Exam Protocol – One of my greatest frustrations has been the reluctance of my school’s faculty to provide digital copies of exams and answer keys for later review. My understanding is that faculty members may reuse questions and have a few reservations. Worried that some students may have an unfair advantage over others? Provide past exams and answer keys on a central site accessible to all. My college (Harvard) did this, and it worked very well in providing all students in certain courses with extra preparatory material. Worried that students will “score too well” on the exams and find them too easy? This, to me, is a trivial concern. If exam questions are well-structured, then they should be either 1) easy to alter to present the same concept in a different case setting (and thus easily produce a “different” question), or 2) be straightforward enough such that it wouldn’t matter if the question has been seen by the student prior to the exam (e.g. the question would reflect the lecturer’s material, not an obscure fact not emphasized by the instructor). My primary interest in having access to my exam and the answer key is to be able to learn from them: much of medicine involves learning from one’s mistakes (whether through shame and embarrassment or simply the desire to do better). By limiting access to this material after each exam, instructors may simply be trying to limit their own work: writing good exam questions that match lectured material.

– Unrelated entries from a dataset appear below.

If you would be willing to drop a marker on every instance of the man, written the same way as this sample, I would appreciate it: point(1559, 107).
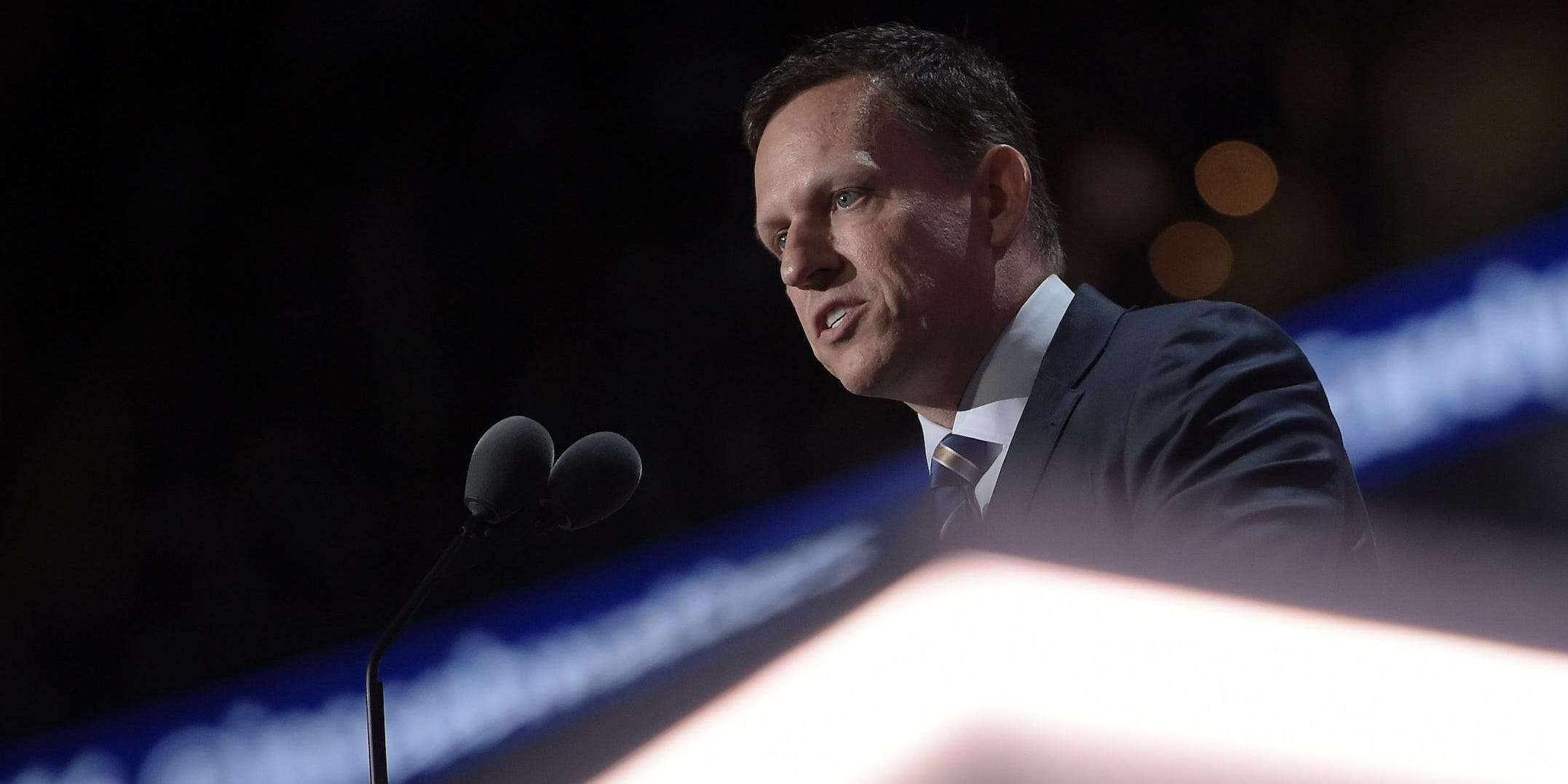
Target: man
point(899, 186)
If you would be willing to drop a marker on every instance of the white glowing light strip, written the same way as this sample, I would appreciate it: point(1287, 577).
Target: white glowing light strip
point(1043, 673)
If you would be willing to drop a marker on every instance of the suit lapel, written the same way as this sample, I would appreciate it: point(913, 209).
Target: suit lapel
point(1077, 344)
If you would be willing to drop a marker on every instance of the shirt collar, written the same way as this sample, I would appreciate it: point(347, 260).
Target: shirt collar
point(999, 389)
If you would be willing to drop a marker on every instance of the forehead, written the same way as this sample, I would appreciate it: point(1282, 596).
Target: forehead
point(823, 124)
point(827, 134)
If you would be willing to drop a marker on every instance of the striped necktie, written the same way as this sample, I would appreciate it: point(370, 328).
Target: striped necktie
point(957, 466)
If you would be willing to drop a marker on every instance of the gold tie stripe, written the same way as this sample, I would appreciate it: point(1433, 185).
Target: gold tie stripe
point(957, 463)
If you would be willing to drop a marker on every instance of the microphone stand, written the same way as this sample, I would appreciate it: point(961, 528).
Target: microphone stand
point(475, 527)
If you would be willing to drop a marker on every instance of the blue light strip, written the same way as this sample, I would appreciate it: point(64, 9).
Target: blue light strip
point(1438, 361)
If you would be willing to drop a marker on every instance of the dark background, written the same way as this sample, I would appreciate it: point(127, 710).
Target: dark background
point(270, 270)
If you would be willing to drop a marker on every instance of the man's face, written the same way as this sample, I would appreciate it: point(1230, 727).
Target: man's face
point(880, 248)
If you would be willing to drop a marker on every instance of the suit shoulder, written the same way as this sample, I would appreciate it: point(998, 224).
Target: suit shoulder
point(1203, 319)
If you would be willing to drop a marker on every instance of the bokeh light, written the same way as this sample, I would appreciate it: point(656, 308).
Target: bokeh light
point(1236, 178)
point(1190, 259)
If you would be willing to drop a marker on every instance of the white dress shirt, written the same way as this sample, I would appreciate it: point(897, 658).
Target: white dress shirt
point(999, 389)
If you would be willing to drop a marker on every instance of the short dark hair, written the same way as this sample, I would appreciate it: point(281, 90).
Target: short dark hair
point(954, 92)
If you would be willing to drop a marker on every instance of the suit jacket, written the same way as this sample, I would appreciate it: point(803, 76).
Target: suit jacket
point(1187, 441)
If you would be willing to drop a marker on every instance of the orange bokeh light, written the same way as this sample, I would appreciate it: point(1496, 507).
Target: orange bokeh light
point(1190, 259)
point(1236, 178)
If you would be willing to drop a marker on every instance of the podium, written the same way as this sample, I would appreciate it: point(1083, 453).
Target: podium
point(999, 670)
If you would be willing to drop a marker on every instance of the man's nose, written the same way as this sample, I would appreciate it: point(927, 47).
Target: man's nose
point(809, 262)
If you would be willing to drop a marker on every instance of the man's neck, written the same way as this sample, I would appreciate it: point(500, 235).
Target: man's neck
point(941, 416)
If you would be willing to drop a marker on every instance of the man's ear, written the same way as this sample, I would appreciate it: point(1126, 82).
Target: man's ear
point(1007, 181)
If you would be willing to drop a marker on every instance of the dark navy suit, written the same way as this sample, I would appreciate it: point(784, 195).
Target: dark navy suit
point(1187, 441)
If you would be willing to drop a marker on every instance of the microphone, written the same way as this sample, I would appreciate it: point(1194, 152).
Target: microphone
point(592, 480)
point(508, 470)
point(513, 470)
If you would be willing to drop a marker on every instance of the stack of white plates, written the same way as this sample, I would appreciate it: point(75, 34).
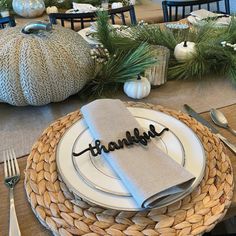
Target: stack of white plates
point(93, 179)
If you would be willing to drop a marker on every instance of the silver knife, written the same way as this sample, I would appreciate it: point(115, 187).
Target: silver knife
point(199, 118)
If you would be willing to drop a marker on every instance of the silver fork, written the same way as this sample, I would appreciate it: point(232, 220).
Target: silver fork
point(12, 176)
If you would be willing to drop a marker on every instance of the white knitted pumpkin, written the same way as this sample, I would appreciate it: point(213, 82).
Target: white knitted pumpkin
point(39, 68)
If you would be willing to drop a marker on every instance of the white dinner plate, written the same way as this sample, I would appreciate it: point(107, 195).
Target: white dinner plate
point(194, 160)
point(97, 173)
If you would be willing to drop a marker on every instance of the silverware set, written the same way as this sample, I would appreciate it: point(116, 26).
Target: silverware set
point(219, 119)
point(12, 176)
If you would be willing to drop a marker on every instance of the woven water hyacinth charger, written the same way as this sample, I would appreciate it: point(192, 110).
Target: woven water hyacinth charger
point(62, 213)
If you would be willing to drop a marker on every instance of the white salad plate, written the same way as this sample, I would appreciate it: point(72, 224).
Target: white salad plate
point(82, 174)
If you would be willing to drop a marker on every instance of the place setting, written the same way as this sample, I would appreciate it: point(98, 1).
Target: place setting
point(91, 169)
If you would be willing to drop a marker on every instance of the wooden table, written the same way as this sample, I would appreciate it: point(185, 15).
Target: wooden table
point(29, 224)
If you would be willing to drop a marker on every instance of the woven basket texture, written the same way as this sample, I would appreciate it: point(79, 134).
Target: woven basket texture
point(62, 213)
point(36, 69)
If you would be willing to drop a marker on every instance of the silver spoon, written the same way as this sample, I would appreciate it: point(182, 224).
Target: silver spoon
point(220, 120)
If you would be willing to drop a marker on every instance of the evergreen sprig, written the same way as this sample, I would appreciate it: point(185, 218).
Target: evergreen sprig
point(210, 56)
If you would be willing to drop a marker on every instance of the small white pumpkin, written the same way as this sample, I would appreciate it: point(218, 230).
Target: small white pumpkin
point(184, 50)
point(52, 9)
point(137, 88)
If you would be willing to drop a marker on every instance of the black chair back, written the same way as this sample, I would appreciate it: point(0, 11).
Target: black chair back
point(82, 18)
point(171, 8)
point(9, 20)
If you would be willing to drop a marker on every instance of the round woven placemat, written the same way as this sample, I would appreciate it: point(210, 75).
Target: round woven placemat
point(62, 213)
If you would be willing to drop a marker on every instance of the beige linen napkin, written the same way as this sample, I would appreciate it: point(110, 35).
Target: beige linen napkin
point(147, 172)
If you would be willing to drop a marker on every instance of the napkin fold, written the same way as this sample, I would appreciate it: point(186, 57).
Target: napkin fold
point(201, 15)
point(148, 173)
point(83, 7)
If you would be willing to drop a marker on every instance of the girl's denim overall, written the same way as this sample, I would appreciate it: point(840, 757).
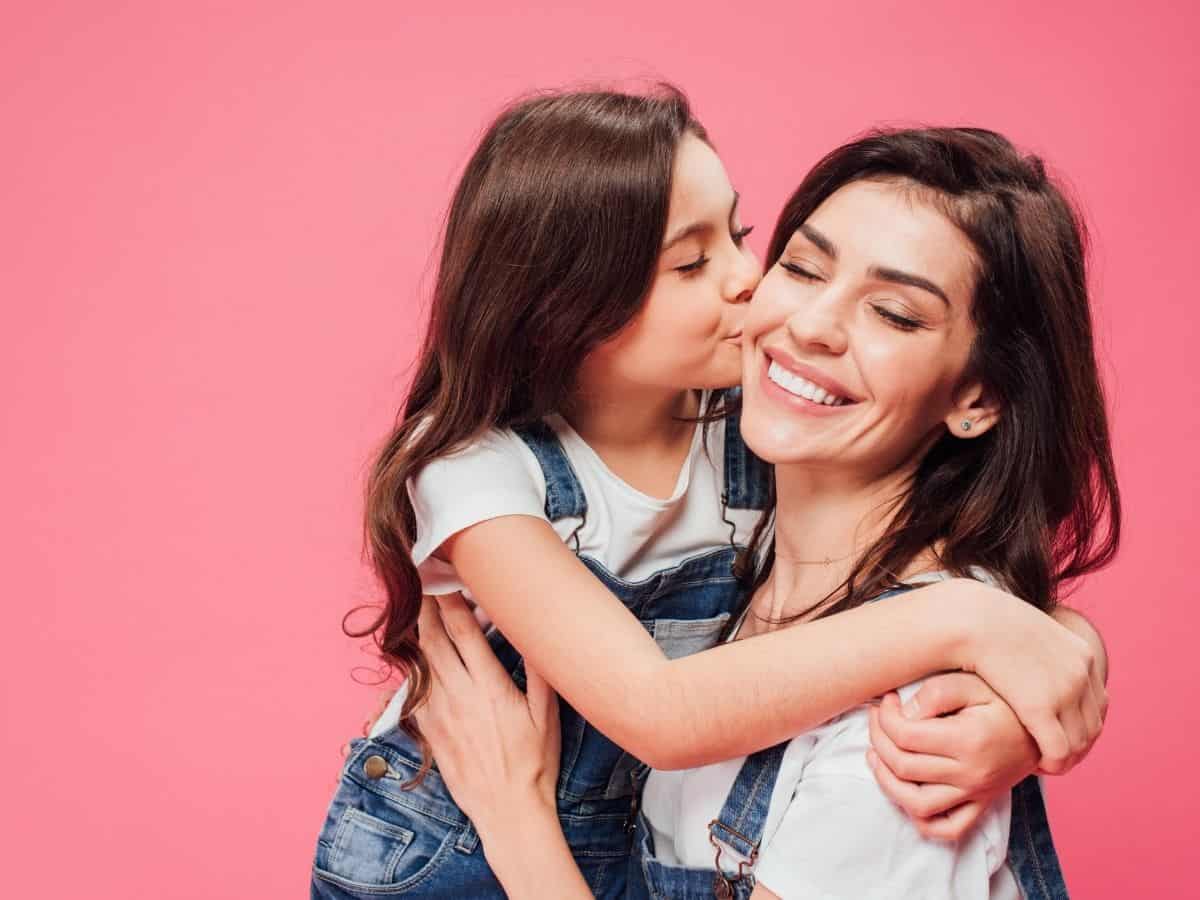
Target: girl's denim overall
point(737, 834)
point(382, 840)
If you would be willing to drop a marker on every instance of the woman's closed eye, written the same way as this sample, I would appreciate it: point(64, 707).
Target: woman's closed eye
point(898, 321)
point(799, 271)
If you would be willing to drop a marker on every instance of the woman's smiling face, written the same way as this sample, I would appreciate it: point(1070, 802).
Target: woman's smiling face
point(857, 340)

Lecture Relevance – I think one of the most common questions running through a medical student’s mind is, “Do I really need to know this?” Many students have some strong feelings about particular fields they like or dislike during their preclinical years: it is then easy to question the relevance of any given lecture outside one’s area of interest and easy to justify the “binge and purge” learning style encouraged by contemporary medical education. I think there are two excellent ways for instructors to overcome this obstacle. First, patients are incredibly valuable assets in inspiring medical students: three of the patients that have visited my classes that I will never forget include a woman with Parkinson’s disease, a toddler with phenylketonuria, and a preteen with tuberous sclerosis. Their stories and words convey stories that a more straightforward lecture cannot: personal stories of hardship, suffering, and recovery, with the help of a knowing physician. Some of the patients had good prognoses and were “model cases.” Others were not, and sometimes had to live from one day to the next without a clear picture of the future. Either way, they easily make the case for future physicians to be familiar with their diseases. Secondly (and I’m sure many students would disagree), I think that lecturers should present current research alongside most of the subjects they teach, even and especially if that research is their own. Many students complain that some lecturers will talk only about their own research – I feel the same way. However, connecting current research (and expressing excitement about the relevance of one’s own research) to each topic can greatly assist students in understanding the context and importance of each disease or concept to many people. A good balance is needed.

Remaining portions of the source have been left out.